# Vintage Goodman Axiom value??



## Gear Pig (Mar 25, 2007)

Anyone have any idea what a vintage Goodman Axiom 12" instrument speaker might be worth? I have 2 that are somewhere between '58 and '62 from the info I got from the fellow I got the cabinet from. They sound fantastic however I am worried about damaging them with my head so I am thinking about finding a good home for them. They are 8ohm however I haven't been able to find any info on what wattage they are.
Cheers gang and thanks in advance for any input.
Steve


----------



## middleagedfart (May 9, 2012)

Depends on the years they were made. Here is a set that I picked up recently.










and installed in my enclosure:










These were made in the same time frame. So they should look very similar. Yours should have a green label. Built like tanks. Cast aluminium frame. Sensitive as hell. Makes my 15 watter as loud as my 30 watt. They are not huge wattage - about 20-25 watts each.

They were used in early Vox and early Marshall cabs. You are correct, they sound fantastic - mine are more bass resonance - so I have to balance it out with an open back cab. With my 15 watt Marshall head I get great smoky tone. And that is a solid state head to boot. 

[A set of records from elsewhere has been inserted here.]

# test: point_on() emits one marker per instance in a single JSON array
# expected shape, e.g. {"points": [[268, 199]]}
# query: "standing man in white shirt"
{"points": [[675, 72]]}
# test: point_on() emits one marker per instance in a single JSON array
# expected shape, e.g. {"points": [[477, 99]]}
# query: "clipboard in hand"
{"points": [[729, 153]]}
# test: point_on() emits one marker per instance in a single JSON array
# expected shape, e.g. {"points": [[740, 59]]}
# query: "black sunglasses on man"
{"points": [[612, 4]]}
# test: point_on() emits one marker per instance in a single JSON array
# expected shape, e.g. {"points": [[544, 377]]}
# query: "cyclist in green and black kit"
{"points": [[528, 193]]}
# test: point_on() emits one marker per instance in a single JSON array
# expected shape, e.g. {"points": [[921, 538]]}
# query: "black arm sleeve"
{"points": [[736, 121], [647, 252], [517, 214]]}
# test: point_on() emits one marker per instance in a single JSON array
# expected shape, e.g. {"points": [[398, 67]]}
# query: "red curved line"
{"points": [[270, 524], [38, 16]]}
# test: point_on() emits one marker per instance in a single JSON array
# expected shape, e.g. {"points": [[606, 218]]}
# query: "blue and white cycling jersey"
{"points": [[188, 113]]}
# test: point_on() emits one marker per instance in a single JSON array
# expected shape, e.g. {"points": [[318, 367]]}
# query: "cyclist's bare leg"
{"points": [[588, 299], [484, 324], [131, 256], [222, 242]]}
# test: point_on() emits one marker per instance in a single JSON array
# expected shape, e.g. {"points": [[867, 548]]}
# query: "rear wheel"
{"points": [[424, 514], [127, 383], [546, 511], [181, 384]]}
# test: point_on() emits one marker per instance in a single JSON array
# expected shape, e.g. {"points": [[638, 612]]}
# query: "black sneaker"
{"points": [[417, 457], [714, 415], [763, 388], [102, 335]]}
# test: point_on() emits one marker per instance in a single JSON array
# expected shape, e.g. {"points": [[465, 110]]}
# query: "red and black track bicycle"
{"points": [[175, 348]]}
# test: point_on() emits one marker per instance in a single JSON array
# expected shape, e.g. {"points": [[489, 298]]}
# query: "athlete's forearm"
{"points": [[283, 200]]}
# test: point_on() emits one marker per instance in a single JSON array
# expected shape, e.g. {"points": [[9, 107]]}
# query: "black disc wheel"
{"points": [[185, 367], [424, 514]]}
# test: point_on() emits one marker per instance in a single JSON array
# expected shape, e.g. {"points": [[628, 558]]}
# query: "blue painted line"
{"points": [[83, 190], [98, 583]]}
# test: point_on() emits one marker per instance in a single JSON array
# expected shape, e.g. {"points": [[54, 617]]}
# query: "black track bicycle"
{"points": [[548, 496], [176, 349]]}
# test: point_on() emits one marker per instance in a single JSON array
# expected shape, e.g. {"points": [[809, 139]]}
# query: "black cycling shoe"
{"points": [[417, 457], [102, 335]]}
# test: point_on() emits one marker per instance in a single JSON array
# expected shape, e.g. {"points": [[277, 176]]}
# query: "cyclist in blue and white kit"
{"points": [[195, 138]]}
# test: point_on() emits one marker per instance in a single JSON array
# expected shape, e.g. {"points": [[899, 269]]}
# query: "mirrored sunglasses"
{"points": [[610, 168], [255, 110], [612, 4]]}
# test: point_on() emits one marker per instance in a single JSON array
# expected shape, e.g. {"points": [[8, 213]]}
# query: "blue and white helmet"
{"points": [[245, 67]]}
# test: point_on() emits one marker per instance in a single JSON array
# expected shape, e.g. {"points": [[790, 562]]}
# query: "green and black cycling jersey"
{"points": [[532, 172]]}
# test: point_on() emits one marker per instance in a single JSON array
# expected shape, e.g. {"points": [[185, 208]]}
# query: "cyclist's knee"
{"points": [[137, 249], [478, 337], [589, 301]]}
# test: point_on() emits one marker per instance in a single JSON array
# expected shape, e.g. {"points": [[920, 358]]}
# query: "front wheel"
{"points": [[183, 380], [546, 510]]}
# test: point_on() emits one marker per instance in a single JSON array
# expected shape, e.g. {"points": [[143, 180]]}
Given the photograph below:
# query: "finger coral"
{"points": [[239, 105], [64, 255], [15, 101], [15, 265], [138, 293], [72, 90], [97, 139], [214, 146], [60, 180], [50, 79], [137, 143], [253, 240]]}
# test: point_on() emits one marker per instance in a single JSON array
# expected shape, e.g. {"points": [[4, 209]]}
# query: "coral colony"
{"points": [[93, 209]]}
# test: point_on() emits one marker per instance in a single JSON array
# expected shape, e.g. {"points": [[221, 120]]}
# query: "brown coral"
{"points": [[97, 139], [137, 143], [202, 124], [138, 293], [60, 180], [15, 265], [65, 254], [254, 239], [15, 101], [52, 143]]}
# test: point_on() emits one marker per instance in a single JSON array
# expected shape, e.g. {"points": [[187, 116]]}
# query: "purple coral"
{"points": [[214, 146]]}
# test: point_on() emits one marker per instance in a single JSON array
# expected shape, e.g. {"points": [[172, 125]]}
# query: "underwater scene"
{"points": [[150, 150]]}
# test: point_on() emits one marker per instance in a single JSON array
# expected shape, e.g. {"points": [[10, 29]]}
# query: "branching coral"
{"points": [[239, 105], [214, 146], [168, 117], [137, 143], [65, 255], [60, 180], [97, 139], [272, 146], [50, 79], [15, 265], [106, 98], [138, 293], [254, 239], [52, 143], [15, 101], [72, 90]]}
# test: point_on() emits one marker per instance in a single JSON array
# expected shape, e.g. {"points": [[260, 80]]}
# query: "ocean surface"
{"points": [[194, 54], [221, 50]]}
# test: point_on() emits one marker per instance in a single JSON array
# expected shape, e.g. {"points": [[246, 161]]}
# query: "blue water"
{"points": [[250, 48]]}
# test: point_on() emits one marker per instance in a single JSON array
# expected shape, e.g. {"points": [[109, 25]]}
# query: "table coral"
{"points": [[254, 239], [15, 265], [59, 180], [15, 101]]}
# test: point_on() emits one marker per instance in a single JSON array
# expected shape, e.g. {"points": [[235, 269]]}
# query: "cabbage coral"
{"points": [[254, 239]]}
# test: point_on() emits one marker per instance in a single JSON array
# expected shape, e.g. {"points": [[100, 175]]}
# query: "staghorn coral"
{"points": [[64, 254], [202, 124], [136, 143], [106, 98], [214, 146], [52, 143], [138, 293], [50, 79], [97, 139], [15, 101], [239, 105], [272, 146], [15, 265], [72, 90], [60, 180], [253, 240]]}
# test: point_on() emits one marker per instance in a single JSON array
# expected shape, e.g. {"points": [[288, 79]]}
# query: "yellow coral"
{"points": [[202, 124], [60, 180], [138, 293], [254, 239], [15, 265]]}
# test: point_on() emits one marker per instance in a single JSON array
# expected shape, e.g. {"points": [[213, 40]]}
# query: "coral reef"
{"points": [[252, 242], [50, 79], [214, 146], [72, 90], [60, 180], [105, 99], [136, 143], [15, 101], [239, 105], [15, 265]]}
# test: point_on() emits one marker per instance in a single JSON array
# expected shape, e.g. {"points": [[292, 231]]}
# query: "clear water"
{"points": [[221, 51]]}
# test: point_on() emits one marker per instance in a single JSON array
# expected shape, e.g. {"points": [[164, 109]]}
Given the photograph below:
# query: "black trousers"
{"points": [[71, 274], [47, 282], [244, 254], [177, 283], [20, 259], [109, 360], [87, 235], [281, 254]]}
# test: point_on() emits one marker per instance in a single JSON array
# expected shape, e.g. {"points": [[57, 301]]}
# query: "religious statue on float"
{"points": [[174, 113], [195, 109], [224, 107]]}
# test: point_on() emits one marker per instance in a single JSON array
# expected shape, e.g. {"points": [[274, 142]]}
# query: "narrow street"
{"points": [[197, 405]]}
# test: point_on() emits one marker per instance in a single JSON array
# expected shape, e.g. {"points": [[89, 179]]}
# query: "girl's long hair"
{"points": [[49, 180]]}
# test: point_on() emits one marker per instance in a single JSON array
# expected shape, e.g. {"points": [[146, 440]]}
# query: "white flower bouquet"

They are worth quite a bit in the current market. Suggest you check out ebay.co.uk and see how much they actually go for. You will be surprised. Pairs in good shape go for over $400...


----------



## Gear Pig (Mar 25, 2007)

Thanks for the info. It took me a while to figure out what they were as the company had removed the dust covers so the sticker wasn't there. The only way I could identify them was the cast, which has Made in England in the cast. If I'm not mistaken these are the full range model with the center horn. I've had a hard time finding any info. The cabinet was made by a company named Berelson in Quebec which as far as I can find out only produced from around '57 to '63.


----------



## middleagedfart (May 9, 2012)

Post a pic of it. If it has the Whizzer cone, then they are ones for PA use. It should have a similar frame to mine.


If they look like this:

View attachment 937



Then check out this ebay auction:

http://www.ebay.com/itm/pair-Goodma...75?pt=Speakers_Subwoofers&hash=item33668d18e3


----------



## Gear Pig (Mar 25, 2007)

The frames are identical, that was how I was able to id them, at first I was thinking they might be Fane from the volume they put out and the clarity.
Thanks for the link, I figured 300$ for the pair would be reasonable and a good deal for someone who could appreciate them.
When I get home tomorrow I'll put some pics up.


----------



## middleagedfart (May 9, 2012)

Yep, that sounds about right. I grabbed mine off Kijiji for $80 for the pair. What a score!


----------



## Gear Pig (Mar 25, 2007)

Wow, excellent deal!


----------



## washburned (Oct 13, 2006)

These have no value whatsoever, but if you like, bring them over and drop them off on my back porch and I will take them to the dump for you.


----------



## Gear Pig (Mar 25, 2007)

Touché Jim, touché!! Lol


----------



## J-75 (Jul 29, 2010)

I bought an Audiom 61 Bass in '62 - kept in box until about 5 years ago. Sold for $80
It's suspension is limp - more suited to home listening recorded music. 
It's got superb fidelity, but I don't think it'll stand up to live music applications.
Conversely, I got a pair of Goodmans Power Range 18" for home stereo woofers. The suspension on them was too stiff, and didn't work for home listening levels.
They needed to be run at high power levels.


----------



## middleagedfart (May 9, 2012)

Depends on how much wattage you throw at them. I run a 15 watt Marshall through them. They can handle that no problem.


----------



## Gear Pig (Mar 25, 2007)

Finally got around to snapping some pics. They look like the mates to what you middleaged, hard to tell if they are the same model however I know I've plugged in a Marshall Valvestate 8008 into it, my V30, and a Blue Voodoo head and they all sounded great, and clean! So I wouldn't hesitate to say that they are probably 61's also. Thanks for the info gang!!
Cheers,
Steve


----------



## middleagedfart (May 9, 2012)

Yep, those are 61's. Bass models for sure. Great sounding speaker. I run my Sykes head with EL84 conversion (thanks to THD Yellowjackets) and they sound just fab.. I can run my guitar or bass through them and they work real nice. If I close the back on my cab, it's perfect for bass. Open for guitar..


----------



## Gear Pig (Mar 25, 2007)

They do sound awesome, I'd love to keep them but I don't want to damage them, think I'll offer the pair out for $175 and see if I can find them a nice home that can appreciate them as much as I have, or more 
Cheers


----------



## middleagedfart (May 9, 2012)

unless you throw mucho wattage too them, they are pretty robust..keep it under 50 watts a pair..


----------